La Corte Costituzionale sul riconoscimento dello status di genitore alla “madre intenzionale” (Corte cost., sentenza 20 ottobre 2020 – 4 novembre 2020, n. 230)

Con la sentenza n. 230 del 2020 la Corte costituzionale è intervenuta sulla delicata questione del riconoscimento della omogenitorialità. Pronunciandosi, infatti, sulle questioni di legittimità costituzionale sollevate dal Tribunale ordinario di Venezia in ordine alla legge n. 76/2016 sulle
unioni civili e al D.P.R. n. 396/2000 in materia di atti dello stato civile (come modificato dall’art. 1, comma 1, lettera c), del d.P.R. 30 gennaio 2015, n. 26, in materia di filiazione) in quanto in contrasto con gli artt. 2, 3, co. 1 e 2, 30 e 117, co. 1,Cost., ha escluso che la predetta disciplina legislativa violi i diritti del minore o della c.d. “madre intenzionale”, unita civilmente a quella biologica, di un figlio, nato in Italia, ma concepito a seguito di fecondazione medicalmente assistita perfezionata all’estero.

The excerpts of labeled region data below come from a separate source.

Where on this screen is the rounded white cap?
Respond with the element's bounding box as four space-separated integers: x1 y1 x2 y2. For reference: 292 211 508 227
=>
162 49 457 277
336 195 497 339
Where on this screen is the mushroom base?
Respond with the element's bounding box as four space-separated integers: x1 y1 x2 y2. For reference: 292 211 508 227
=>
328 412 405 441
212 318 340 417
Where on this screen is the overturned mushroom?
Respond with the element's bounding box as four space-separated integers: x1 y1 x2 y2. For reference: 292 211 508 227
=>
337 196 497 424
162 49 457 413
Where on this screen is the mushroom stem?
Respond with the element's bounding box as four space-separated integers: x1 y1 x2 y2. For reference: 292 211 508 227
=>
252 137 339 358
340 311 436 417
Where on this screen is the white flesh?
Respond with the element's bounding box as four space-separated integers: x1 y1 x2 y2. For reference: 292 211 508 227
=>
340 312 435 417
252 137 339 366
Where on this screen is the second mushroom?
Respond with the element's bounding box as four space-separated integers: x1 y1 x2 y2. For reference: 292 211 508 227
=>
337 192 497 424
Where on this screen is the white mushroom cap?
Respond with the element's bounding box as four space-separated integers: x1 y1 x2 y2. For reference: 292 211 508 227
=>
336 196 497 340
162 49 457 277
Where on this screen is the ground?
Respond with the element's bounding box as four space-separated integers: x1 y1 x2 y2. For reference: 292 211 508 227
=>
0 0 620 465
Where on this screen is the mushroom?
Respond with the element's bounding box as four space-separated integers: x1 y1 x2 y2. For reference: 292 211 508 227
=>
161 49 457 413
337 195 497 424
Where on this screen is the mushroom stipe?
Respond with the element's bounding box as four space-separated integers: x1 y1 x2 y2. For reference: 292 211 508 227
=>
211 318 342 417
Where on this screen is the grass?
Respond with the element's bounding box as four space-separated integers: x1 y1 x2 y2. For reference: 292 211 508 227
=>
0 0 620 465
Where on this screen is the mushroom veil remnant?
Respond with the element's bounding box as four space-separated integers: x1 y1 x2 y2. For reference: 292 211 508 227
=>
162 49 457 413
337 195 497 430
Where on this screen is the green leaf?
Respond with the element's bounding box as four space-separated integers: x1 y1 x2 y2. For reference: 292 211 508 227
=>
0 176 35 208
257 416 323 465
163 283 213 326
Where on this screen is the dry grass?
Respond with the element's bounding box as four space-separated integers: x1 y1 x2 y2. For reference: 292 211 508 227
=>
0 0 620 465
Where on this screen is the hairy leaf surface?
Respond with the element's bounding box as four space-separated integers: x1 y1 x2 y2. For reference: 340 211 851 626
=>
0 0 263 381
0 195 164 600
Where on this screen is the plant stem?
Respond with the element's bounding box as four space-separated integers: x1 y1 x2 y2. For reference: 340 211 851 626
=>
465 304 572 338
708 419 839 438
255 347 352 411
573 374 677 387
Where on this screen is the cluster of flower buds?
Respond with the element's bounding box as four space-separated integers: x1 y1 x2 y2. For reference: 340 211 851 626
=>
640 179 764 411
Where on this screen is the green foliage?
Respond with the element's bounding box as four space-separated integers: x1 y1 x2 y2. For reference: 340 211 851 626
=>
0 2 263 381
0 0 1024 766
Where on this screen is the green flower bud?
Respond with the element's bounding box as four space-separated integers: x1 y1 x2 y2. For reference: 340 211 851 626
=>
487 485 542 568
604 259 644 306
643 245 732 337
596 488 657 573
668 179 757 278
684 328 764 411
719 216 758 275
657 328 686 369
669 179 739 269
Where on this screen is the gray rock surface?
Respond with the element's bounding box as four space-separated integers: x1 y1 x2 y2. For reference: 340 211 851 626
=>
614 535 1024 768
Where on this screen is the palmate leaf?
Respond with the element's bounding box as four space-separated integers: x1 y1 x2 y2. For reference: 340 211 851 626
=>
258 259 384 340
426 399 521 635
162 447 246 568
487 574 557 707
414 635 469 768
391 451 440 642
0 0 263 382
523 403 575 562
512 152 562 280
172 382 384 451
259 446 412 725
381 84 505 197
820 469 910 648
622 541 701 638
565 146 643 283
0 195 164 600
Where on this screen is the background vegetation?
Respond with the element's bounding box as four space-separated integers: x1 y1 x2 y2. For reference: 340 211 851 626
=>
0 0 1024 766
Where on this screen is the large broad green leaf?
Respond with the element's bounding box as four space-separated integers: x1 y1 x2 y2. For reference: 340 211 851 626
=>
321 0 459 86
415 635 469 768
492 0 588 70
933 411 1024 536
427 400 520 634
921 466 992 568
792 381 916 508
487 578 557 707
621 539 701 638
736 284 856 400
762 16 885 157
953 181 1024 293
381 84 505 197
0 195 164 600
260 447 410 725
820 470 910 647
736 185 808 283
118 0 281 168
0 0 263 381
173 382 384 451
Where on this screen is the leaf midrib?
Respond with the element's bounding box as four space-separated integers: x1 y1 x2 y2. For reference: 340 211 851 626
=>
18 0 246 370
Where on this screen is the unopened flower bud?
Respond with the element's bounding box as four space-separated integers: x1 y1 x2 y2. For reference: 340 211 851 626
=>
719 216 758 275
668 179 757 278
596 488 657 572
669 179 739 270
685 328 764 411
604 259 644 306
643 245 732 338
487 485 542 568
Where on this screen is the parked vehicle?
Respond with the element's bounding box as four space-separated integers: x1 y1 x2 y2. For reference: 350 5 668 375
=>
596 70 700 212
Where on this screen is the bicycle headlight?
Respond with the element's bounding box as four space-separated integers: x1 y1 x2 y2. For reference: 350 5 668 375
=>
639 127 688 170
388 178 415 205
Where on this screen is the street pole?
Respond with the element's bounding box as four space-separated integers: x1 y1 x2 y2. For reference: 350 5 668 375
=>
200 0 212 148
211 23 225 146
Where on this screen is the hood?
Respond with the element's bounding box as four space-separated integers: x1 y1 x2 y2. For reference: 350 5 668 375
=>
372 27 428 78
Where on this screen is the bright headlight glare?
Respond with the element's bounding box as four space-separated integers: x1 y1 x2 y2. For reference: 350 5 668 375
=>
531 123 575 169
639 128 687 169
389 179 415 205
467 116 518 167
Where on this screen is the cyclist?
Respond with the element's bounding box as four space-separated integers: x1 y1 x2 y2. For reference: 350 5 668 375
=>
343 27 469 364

L’ampia e articolata motivazione di inammissibilità della questione fa espresso richiamo alla precedente giurisprudenza costituzionale, di legittimità e della Corte EDU in materia, evidenziando innanzitutto che il progetto di genitorialità basato su PMA può coinvolgere solo coppie di sesso diverso, essendo legislativamente impedito alle coppie dello stesso sesso di accedere, in Italia, a tale tecnica procreativa. Né tale esclusione diviene fonte di alcuna distonia o disparità di trattamento basata sull’orientamento sessuale (cfr. Corte cost. n. 221/2020), dovendosi considerare legittimo che una legge nazionale riservi il ricorso all’inseminazione artificiale a coppie eterosessuali sterili, attribuendole una finalità terapeutica: ciò proprio perché la situazione delle seconde non è paragonabile a quella delle prime (Corte EDU, sent. 15.03. 2012, Gas e Dubois contro Francia). La Corte ha inoltre ricordato che l’art. 30 Cost. “non pone una nozione di famiglia inscindibilmente correlata alla presenza di figli” e “[l]a libertà e volontarietà dell’atto che consente di diventare genitori […] non implica che […] possa esplicarsi senza limiti” (sent. n. 162 del 2014), in quanto tale libertà deve essere bilanciata “con altri interessi costituzionalmente protetti: […] particolarmente quando si discuta della scelta di ricorrere a
tecniche di PMA, le quali, alterando le dinamiche naturalistiche del processo di generazione degli individui, aprono scenari affatto innovativi rispetto ai paradigmi della genitorialità e della famiglia storicamente radicati nella cultura sociale”. Le stesse fonti europee (Carta di Nizza e CEDU), in materia di famiglia, rinviano in modo esplicito alle singole legislazioni nazionali e al rispetto dei principi ivi affermati. D’altronde, precisa la Corte, “[l]a circostanza che esista una differenza tra la normativa italiana e le molteplici normative mondiali è un fatto che l’ordinamento non può tenere in considerazione. Diversamente opinando, la disciplina interna dovrebbe essere sempre allineata, per evitare una lesione del principio di eguaglianza, alla più permissiva tra le legislazioni estere che regolano la stessa materia” (sent. n. 221/2019). Escluso, dunque, che i precetti di cui agli artt. 2, 3, 30 Cost. e i parametri europei e convenzionali, congiuntamente richiamati attraverso l’intermediazione dell’art. 117, primo comma, Cost., consentano l’interpretazione adeguatrice della normativa censurata, allo stesso modo però non ne autorizzano la reductio ad legitimitatem. Pertanto, se il riconoscimento della omogenitorialità, all’interno di un rapporto tra due donne unite civilmente, non è imposto dagli evocati precetti costituzionali, vero è anche che tali parametri neppure sono chiusi a soluzioni di segno diverso, valutazioni che solo il legislatore (al quale la Corte sembra indicare la via preferenziale della disciplina dell’adozione in casi particolari) può operare in una più penetrante ed estesa tutela del primario interesse del minore. E’, infine, da segnalare che la Corte ha confermato, in via preliminare, l’ordinanza (allegata alla sentenza de qua) “con la quale è stata esclusa l’ammissibilità dell’intervento dell’Avvocatura per i diritti LGBTI, poiché titolare di meri interessi indiretti e generali correlati ai suoi scopi statutari e non di un interesse direttamente riconducibile all’oggetto del giudizio principale”.